How to Retain Institutional Knowledge

Rajashree Bhat
Nectar
Published in
3 min readAug 19, 2017

The art of retaining institutional knowledge is a skill that you need to master as a CIO or a Knowledge Management professional, because it can mean your survival and can contribute to building the legacy of your organization. The first step is understanding why you need to retain institutional knowledge.

If your organization is in a growing stage, you have to capture all institutional knowledge because you will encounter major and minor product changes, procedural changes, compliance updates, structural reforms, shifts in agenda, etc. Even if there aren’t any changes, you should create a knowledge catalogue for when a new senior executive or CEO introduces a different agenda that doesn’t build on earlier knowledge, or contradicts what was done previously.

So you must be wondering, what steps can you take to retain knowledge and experiences which reside in the heads, hands, and actions of your employees?

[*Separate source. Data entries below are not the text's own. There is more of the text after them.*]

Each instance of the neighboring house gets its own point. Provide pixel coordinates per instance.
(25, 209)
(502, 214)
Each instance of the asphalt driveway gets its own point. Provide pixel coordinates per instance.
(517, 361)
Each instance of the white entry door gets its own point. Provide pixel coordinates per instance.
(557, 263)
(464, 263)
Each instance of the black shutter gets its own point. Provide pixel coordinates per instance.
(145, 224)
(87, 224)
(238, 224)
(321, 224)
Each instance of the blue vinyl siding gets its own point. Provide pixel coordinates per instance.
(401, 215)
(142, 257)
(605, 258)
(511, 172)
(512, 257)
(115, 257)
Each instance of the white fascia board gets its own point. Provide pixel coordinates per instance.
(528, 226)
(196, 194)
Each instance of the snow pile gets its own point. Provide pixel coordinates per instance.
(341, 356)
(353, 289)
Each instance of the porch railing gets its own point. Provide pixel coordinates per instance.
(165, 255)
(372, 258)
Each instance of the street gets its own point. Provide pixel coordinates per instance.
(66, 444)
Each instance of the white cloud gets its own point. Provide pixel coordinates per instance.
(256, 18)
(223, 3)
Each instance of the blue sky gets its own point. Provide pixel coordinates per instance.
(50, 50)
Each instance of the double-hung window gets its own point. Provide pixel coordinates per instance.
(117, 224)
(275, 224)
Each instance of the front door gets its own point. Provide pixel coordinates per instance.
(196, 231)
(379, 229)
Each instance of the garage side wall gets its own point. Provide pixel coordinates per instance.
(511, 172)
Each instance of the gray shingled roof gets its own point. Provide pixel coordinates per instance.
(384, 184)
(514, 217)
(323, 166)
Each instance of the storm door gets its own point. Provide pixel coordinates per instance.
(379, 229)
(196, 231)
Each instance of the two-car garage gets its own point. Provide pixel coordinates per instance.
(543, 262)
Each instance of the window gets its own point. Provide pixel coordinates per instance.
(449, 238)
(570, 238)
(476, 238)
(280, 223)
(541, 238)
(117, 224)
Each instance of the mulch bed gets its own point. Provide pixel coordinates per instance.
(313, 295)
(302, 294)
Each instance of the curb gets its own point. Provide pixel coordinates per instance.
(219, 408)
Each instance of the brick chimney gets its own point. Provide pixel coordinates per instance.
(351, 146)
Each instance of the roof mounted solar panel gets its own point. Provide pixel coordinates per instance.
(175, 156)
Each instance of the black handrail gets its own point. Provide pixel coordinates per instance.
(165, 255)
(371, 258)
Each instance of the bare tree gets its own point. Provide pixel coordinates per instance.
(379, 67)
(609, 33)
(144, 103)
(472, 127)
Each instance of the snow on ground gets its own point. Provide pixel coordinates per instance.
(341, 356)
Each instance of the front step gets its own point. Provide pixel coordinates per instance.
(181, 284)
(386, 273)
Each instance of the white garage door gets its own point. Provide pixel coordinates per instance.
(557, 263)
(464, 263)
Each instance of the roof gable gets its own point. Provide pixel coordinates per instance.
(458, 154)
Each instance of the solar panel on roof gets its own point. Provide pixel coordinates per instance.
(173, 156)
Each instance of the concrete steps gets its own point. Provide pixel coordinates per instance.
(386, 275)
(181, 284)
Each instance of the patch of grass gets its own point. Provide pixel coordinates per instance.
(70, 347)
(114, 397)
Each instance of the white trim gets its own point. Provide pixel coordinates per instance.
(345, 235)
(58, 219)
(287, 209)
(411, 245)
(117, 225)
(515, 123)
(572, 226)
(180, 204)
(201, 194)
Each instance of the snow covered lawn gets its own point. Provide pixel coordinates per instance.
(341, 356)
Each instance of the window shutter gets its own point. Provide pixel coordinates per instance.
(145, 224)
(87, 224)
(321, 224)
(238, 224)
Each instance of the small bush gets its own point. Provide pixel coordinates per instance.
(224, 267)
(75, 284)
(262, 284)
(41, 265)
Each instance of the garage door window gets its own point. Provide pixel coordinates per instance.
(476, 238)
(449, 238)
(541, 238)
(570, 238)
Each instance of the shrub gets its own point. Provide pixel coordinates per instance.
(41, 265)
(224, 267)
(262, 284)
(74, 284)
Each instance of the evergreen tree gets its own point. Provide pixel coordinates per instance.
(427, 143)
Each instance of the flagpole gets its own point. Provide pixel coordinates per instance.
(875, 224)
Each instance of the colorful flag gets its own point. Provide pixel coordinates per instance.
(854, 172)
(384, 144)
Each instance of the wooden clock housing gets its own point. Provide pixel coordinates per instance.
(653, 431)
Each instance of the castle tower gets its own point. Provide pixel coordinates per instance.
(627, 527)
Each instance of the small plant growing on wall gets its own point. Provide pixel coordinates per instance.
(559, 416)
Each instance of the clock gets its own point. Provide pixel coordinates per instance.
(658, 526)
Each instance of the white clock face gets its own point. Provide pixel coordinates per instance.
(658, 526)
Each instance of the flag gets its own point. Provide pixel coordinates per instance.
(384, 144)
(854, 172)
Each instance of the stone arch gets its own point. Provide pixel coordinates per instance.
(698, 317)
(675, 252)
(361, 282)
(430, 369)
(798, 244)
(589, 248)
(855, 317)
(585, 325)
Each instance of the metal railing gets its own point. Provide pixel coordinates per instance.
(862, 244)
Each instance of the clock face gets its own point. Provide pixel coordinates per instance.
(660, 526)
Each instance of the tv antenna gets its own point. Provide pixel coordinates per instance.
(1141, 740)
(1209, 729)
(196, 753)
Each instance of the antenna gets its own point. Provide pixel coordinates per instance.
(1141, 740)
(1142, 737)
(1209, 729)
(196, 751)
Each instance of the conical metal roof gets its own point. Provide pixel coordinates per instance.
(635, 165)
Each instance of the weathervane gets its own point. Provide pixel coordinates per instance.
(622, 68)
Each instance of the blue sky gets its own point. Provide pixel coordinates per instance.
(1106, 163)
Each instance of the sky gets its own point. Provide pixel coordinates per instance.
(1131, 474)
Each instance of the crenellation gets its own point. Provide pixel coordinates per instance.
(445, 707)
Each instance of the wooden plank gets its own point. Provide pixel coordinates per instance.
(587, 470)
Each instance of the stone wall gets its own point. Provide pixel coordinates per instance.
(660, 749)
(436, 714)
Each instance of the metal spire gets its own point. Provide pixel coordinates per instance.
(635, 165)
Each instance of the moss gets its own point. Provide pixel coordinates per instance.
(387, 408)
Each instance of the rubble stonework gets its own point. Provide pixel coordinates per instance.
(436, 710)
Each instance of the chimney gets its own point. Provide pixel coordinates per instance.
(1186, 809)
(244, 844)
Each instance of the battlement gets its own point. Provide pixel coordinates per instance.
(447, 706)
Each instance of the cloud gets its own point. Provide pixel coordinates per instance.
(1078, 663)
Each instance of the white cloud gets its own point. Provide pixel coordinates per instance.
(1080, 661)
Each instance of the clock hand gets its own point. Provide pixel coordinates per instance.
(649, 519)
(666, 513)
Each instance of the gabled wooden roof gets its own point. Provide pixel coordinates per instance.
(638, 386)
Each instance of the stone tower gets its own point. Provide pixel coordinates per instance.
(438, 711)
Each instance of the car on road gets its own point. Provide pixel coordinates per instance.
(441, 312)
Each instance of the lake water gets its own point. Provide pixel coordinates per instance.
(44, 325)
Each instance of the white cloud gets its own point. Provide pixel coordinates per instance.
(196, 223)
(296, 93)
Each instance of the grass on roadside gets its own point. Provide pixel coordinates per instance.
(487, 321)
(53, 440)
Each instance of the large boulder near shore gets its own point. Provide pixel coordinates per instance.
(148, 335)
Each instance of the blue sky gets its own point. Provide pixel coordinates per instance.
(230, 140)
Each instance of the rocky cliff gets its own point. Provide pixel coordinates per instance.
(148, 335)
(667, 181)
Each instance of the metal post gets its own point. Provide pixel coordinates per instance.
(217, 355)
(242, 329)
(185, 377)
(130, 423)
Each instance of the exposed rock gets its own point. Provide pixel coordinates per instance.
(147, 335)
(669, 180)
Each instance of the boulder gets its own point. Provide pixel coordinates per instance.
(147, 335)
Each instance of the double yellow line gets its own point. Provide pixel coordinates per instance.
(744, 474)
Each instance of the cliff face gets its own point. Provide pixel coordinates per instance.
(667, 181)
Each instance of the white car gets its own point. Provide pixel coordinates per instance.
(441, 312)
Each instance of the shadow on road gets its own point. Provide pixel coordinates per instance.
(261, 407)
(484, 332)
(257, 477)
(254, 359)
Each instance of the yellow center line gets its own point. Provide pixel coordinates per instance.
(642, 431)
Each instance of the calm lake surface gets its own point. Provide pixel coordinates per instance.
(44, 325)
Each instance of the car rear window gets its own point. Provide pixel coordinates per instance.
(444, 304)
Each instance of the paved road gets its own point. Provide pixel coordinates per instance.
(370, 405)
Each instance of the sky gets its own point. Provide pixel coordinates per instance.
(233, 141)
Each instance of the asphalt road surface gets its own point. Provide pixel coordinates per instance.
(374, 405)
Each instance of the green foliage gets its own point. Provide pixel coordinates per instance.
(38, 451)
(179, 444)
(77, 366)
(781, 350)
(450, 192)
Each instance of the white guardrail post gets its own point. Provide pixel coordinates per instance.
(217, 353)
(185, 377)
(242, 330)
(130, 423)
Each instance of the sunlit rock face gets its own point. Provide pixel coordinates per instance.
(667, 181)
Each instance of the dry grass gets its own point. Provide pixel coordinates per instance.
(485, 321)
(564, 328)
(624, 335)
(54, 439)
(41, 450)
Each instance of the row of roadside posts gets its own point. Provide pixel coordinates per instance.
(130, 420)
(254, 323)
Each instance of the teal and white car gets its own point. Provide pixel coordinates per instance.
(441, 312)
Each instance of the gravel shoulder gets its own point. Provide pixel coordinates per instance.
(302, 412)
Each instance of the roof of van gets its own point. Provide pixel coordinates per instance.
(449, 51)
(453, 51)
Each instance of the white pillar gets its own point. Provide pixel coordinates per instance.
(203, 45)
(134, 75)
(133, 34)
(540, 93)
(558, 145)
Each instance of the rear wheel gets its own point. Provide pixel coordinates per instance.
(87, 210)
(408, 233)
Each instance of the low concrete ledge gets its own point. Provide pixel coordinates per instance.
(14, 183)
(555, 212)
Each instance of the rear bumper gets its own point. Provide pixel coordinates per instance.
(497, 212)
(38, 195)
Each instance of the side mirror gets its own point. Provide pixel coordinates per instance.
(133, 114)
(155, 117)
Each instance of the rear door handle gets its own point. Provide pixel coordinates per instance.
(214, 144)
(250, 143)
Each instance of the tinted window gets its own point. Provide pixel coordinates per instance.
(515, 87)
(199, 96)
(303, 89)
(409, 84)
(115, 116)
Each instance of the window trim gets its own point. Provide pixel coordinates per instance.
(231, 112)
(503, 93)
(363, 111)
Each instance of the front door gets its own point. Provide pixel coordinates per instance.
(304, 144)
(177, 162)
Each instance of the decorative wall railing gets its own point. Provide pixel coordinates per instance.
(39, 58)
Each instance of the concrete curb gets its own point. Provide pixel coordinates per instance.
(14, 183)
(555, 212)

We have listed down a few key approaches that can help you with this:

Build

Create an explicit strategy for maintaining institutional memory, even in your own team. Do not assume that it will happen by itself. Set aside separate times in every employee’s work schedule for cataloging knowledge. Create appropriate standards to streamline the whole process.

Nurture

Identify the key things that you want every member of your team to be able to do — try to convert this from an assumption to an explicit expectation. You should hold weekly, or at least monthly, team meetings.

Encourage

Humans have a tendency of holding back their thoughts. Rectify this by pushing your employees out of their comfort zone. Encourage them to make their voices heard because every piece of information may one day prove to be crucial to your organization.

Recognize and Reward

Recognize and reward regular contributors. Build an environment where employees at all levels feel like contributing to the knowledge base.

Classify and Curate

Know the knowledge resources of your organization, including where they are located and in what form they exist. Also, regular curation of knowledge catalogs is necessary to avoid ambiguous information.

Use and Share

Lastly, leverage technology to create a process by which your team can regularly access institutional knowledge as well as contribute to it.

An organization’s memory is as fragile as it is important. If we don’t implement procedures to nurture it, we put the whole organization’s growth at risk.

What best practices and/or platforms do you use? Let me know in the comments.